`ignore_links` not working.
vwochnik opened this issue · 4 comments
Hello. I am loving this library! But I have an issue.
I am collecting URLS of already scraped pages inside an array and for later continuation of the process am using ignore_links
to skip them.
However, it's not working. The URLs are collected by page.url
and are then fed into ignore_links
later on as absolute URL strings. The page I am scraping references it's content by relative links.
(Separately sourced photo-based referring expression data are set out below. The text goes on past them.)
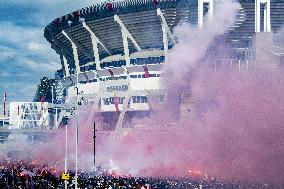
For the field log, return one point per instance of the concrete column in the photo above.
(165, 42)
(200, 12)
(266, 19)
(126, 48)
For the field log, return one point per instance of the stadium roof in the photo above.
(140, 18)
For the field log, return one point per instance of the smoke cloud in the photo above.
(232, 128)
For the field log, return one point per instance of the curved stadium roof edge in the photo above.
(140, 18)
(105, 9)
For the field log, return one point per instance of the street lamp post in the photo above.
(94, 144)
(76, 138)
(66, 152)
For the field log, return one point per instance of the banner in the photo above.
(5, 96)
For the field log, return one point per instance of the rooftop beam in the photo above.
(165, 24)
(166, 32)
(95, 42)
(200, 11)
(62, 48)
(78, 45)
(125, 35)
(95, 37)
(126, 32)
(75, 52)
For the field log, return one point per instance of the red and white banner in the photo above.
(146, 71)
(116, 102)
(5, 98)
(41, 102)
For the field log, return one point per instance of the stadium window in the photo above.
(144, 99)
(106, 101)
(161, 98)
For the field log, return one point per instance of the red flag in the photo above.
(155, 2)
(5, 96)
(110, 72)
(41, 102)
(116, 102)
(109, 6)
(146, 70)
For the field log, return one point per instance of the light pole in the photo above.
(94, 144)
(66, 151)
(76, 138)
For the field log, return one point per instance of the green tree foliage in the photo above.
(44, 89)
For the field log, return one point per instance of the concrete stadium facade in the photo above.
(112, 53)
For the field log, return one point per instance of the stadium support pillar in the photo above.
(166, 32)
(125, 36)
(201, 13)
(166, 42)
(95, 42)
(65, 65)
(126, 49)
(75, 52)
(266, 17)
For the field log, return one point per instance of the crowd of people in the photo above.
(32, 175)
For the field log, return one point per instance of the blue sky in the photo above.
(25, 55)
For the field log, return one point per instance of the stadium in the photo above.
(112, 53)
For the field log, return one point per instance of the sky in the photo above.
(25, 55)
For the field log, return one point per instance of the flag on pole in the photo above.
(110, 72)
(41, 102)
(5, 98)
(116, 102)
(146, 71)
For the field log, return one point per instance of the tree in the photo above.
(44, 90)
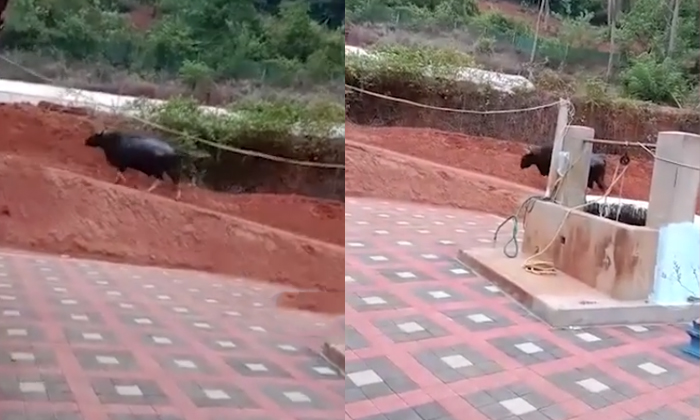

linkregs = [] # regexes, working fine
ignore = [] # read from file
Spidr.start_at("http://example.com", links: linkregs, ignore_links: ignore) do |spidr|
spidr.every_page do |page|
if ignore.include?(page.url.to_s)
# this is the problem
puts "Error!!"
end
ignore.push(page.url.to_s)
end
end
# save ignore to file
Fixed by not using ignore_links
anymore and instead using a single Proc
for the links
rule and thereby having my custom logic decide whether or not to crawl the link. Should be mentioned somewhere though that once an accept
rule is truthy, all reject
rules are being ignored.
@vwochnik do you think spidr should check the reject
rules as well, even when one of the accept
rules matches?
I don't know how this should work. The edge case that both an accept and a reject rule apply can either be true or false depending on whether the user wants to give the accept or reject rule priority. So either prioritize the rules or make a setting whether to prefer accept or reject rules.